Mit rund 25 Schleppern samt Viehanhängern und Rindern zogen die Teilnehmer aus den umliegenden Landkreisen vor den örtlichen Schlachthof. Politik, Gesellschaft und Einzelhandel müssten gegenüber den Landwirten verantwortungsbewusst handeln, forderte der oberbayerische Bezirksvorsitzende des Bauernverbandes, Max Weichenrieder. "Auf unseren Bauernhöfen brennt es." Die Landwirte bräuchten faire Bedingungen. "Wir Bauern sind nicht Martyrer, die auf dem Altar der Finanzgier geopfert werden dürfen", sagte Weichenrieder.

Vor allem Lebensmitteleinzelhändler wie Lidl, Aldi oder Edeka missbrauchten ihre marktbeherrschende Stellung wie "renditegierige Heuschrecken". Von der Preisschlacht seien alle landwirtschaftlichen Betriebszweige betroffen, erläuterte Weichenrieder. "Aldi und Co. machen Bauern k.o." stand auf einem Plakat.
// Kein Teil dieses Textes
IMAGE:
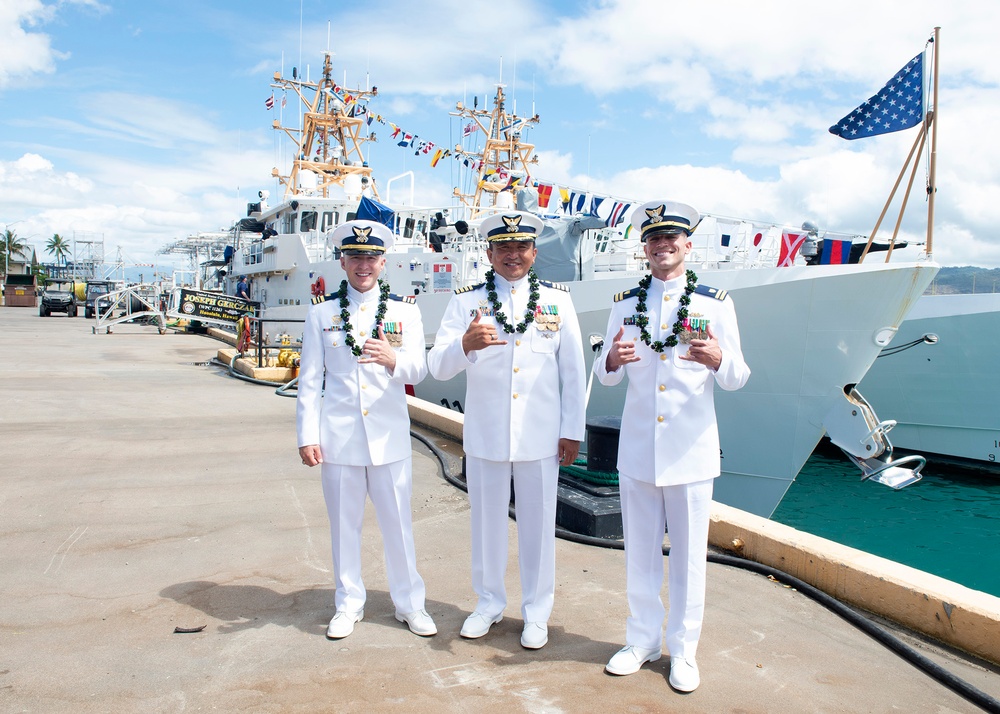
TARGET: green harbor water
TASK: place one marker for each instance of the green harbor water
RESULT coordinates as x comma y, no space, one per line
947,524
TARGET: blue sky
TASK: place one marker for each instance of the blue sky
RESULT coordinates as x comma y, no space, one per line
144,121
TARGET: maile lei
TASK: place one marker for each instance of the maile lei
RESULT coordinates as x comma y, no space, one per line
642,321
383,296
529,313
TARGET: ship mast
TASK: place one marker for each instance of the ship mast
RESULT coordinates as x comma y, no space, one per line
328,147
503,159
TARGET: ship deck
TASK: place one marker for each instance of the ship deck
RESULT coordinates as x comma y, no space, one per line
145,490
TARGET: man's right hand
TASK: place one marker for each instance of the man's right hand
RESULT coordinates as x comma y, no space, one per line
311,455
480,335
620,352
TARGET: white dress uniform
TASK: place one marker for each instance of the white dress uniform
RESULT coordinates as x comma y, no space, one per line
521,398
357,413
668,456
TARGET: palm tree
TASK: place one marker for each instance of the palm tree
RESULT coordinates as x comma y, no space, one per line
58,247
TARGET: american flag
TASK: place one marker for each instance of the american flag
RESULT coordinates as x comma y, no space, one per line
898,105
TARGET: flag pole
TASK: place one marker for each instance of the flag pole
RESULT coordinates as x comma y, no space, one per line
906,196
932,175
918,141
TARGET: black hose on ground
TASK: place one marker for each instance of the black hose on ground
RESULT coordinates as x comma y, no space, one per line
280,391
932,669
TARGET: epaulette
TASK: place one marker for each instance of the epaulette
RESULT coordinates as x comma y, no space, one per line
557,286
469,288
711,292
626,294
323,298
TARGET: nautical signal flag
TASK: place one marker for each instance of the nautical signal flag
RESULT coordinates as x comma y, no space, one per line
790,244
897,106
618,212
835,252
544,194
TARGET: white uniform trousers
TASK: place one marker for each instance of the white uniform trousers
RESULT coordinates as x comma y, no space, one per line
535,487
646,510
390,488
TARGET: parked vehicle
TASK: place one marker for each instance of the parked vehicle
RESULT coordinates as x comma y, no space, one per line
59,296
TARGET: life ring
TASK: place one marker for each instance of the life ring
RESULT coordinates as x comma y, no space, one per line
243,334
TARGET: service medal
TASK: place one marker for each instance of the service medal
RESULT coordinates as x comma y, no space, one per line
393,332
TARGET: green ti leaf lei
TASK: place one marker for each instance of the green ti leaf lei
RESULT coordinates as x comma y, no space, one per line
529,313
349,340
642,321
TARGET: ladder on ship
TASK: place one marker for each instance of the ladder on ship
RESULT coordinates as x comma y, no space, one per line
136,302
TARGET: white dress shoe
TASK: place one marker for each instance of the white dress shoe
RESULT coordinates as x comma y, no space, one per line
534,635
342,624
419,622
477,624
629,659
684,675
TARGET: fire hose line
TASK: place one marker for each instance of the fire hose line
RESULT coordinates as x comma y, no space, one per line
932,669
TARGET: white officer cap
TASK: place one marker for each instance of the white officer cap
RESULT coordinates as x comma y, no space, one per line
511,225
363,238
655,217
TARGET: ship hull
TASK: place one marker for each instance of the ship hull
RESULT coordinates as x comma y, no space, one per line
944,396
807,333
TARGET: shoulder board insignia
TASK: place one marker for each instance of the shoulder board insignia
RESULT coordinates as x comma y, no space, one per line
626,294
711,292
469,288
556,286
323,298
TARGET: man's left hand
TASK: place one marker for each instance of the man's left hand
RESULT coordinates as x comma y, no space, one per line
706,352
378,352
568,450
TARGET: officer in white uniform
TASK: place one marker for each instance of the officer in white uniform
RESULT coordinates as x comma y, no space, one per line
518,339
675,339
360,348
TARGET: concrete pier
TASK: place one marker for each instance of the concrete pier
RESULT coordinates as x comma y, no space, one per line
145,490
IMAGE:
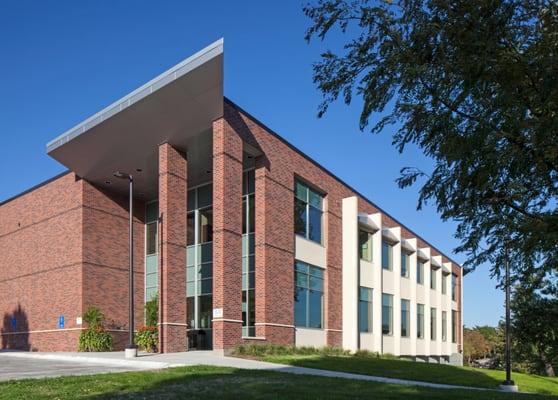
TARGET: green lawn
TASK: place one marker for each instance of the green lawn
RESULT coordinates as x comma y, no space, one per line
462,376
204,382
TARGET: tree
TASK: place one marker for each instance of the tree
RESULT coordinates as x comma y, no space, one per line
535,325
475,345
473,84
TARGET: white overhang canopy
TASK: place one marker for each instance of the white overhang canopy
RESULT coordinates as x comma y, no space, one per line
178,107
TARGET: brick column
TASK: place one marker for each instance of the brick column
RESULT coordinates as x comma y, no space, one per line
172,265
227,235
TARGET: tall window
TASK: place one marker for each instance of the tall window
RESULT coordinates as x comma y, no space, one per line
432,324
151,250
387,256
444,326
365,309
405,264
453,286
199,258
453,326
365,245
420,272
405,318
387,314
308,212
420,321
309,294
248,255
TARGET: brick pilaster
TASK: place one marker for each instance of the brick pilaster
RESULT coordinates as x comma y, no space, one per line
227,235
172,262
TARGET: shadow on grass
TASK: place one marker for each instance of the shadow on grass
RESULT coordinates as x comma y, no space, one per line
204,382
399,369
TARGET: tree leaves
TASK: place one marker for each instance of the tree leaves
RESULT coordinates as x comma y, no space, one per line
474,85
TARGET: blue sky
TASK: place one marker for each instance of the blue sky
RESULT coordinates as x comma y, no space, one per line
61,61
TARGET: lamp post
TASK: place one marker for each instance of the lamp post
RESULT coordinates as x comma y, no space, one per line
508,385
131,349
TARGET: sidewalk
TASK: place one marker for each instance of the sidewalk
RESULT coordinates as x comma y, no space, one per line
146,361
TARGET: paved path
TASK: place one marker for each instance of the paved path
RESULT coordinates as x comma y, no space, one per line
25,365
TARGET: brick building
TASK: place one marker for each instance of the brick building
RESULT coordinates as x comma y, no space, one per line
243,238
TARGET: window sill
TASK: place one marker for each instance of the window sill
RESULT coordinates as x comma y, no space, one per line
309,240
253,338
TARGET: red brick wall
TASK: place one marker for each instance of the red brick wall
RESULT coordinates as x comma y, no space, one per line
172,253
227,235
41,266
105,258
276,170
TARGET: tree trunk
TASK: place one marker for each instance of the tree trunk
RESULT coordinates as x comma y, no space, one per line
548,368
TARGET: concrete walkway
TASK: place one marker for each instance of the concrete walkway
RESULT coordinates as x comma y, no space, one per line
147,361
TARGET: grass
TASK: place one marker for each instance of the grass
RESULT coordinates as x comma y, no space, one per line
203,382
372,364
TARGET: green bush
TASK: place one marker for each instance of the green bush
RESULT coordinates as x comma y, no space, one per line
147,338
152,311
95,337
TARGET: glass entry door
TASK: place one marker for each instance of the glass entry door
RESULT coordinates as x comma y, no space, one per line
199,268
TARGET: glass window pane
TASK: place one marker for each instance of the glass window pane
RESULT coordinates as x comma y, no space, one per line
365,245
316,283
300,306
151,280
206,225
191,196
150,264
301,191
315,225
150,293
301,279
205,194
151,238
190,229
315,199
206,252
251,214
387,256
364,317
190,289
205,311
300,217
301,267
315,309
151,212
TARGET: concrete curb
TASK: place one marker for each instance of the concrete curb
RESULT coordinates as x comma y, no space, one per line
90,360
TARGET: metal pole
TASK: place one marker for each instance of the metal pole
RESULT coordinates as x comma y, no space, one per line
131,344
508,380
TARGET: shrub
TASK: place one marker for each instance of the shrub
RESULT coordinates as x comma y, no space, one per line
95,337
147,338
152,311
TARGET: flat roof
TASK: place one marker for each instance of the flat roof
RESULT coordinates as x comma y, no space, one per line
177,107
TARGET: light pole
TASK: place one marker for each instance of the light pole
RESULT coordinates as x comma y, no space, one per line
131,349
508,384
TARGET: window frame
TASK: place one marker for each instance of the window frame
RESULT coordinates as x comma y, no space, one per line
390,309
389,247
370,309
407,257
420,321
308,205
308,289
368,242
406,318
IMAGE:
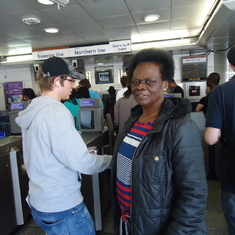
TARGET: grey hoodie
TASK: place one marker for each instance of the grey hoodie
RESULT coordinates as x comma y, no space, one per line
55,155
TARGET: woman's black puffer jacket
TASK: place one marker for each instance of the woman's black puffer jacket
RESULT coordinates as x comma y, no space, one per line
169,188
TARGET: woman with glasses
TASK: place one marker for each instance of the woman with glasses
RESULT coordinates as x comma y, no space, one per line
158,174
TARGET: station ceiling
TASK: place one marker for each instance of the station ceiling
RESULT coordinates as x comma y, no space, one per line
209,23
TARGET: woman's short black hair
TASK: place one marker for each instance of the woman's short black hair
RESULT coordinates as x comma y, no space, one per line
157,56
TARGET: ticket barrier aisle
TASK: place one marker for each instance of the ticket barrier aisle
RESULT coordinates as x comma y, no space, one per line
14,210
96,188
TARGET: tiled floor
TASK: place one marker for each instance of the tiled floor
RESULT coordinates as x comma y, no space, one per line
214,217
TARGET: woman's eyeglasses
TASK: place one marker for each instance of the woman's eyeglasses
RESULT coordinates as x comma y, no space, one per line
147,82
70,80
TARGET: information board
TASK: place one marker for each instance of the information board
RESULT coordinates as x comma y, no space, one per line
194,68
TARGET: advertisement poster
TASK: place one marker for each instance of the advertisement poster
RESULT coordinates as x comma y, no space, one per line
14,91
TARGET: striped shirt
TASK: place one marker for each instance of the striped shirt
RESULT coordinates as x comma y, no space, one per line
124,164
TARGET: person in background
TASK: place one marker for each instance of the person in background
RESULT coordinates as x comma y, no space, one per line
158,172
122,109
93,94
176,88
220,126
86,83
123,81
110,101
82,92
28,94
211,81
55,155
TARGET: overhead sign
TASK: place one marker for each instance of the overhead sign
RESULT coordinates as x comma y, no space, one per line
194,68
112,47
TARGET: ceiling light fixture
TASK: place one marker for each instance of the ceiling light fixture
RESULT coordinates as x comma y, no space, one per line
60,2
51,30
151,18
31,21
45,2
19,58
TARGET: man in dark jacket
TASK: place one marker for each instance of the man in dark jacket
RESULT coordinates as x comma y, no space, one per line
220,123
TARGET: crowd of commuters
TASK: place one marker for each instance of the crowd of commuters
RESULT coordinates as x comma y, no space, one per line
158,173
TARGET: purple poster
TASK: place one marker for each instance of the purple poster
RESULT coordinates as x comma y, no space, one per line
14,91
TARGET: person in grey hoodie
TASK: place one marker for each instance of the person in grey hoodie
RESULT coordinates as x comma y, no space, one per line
55,156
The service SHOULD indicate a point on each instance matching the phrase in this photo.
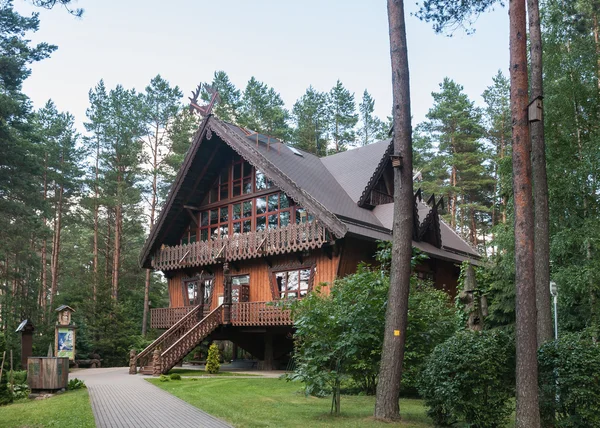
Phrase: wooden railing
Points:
(242, 314)
(167, 317)
(259, 314)
(192, 338)
(172, 335)
(294, 237)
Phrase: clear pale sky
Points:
(287, 44)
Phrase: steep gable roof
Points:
(331, 188)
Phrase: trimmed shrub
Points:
(470, 378)
(75, 384)
(570, 382)
(212, 361)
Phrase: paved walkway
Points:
(120, 400)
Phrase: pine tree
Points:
(371, 127)
(263, 110)
(228, 109)
(343, 117)
(310, 116)
(160, 107)
(455, 127)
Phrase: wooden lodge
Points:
(250, 222)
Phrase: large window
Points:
(231, 209)
(293, 284)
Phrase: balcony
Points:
(294, 237)
(242, 314)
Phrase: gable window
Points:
(293, 284)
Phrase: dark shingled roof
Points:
(332, 186)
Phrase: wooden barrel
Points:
(47, 373)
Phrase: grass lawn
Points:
(69, 410)
(253, 403)
(198, 372)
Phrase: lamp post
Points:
(554, 292)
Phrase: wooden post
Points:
(268, 362)
(156, 363)
(132, 362)
(226, 294)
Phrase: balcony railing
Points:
(242, 314)
(294, 237)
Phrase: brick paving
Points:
(120, 400)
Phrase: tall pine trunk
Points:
(527, 414)
(54, 266)
(390, 372)
(540, 181)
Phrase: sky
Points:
(287, 44)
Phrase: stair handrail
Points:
(215, 313)
(174, 328)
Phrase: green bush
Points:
(212, 361)
(570, 382)
(75, 384)
(470, 378)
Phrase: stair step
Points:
(148, 370)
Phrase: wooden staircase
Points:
(179, 340)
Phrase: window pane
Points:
(272, 221)
(247, 185)
(236, 212)
(301, 215)
(224, 175)
(224, 192)
(273, 202)
(247, 209)
(247, 169)
(214, 194)
(237, 188)
(261, 181)
(293, 282)
(247, 226)
(261, 205)
(240, 280)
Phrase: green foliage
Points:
(339, 336)
(75, 384)
(263, 110)
(570, 382)
(343, 117)
(212, 360)
(371, 127)
(470, 378)
(310, 116)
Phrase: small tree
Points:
(212, 361)
(470, 378)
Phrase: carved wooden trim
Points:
(287, 266)
(278, 177)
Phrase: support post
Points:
(156, 363)
(132, 362)
(226, 294)
(268, 362)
Weichenrieder verglich die Discounter mit modernen Raubrittern, "da man den Bauern die mit harter Arbeit erzeugten Lebensmittel quasi raubt und dann billigst verschleudert". Nach seiner Einschätzung ist in Oberbayern jeder siebte Arbeitsplatz in der Landwirtschaft bedroht.

Einer der Bauern fuhr symbolisch seine "letzten zwei" Kühe vor den Schlachthof. Weitere Forderungen der Landwirte waren die Absenkung der Dieselbesteuerung auf europäisches Niveau und finanzielle Unterstützungen, wie sie Banken und Großindustrie erhielten. Die Freisinger Landwirtin Maria Grandl sagte, sie demonstriere, "weil es uns wirklich nass reingeht". Wem das Wasser bis zum Hals steht, der solle nicht den Kopf hängen lassen, sagte Grandl, die auf ihrem Plakat einen Preis von 2 Euro pro Kilo Schweinefleisch und 4,50 Euro pro Kilo Rindfleisch forderte.

Bundeskanzlerin Angela Merkel (CDU) hatte am Dienstagabend in Würzburg versprochen, gemeinsam mit CSU-Chef Horst Seehofer alles zu tun, um den Milchproduzenten zu helfen. Noch am Montag war bei der CSU-Vorstandssitzung in München deutlicher Unmut über Merkel laut geworden, weil die Kanzlerin die unter Existenzängsten leidenden Bauern zu zögerlich unterstütze.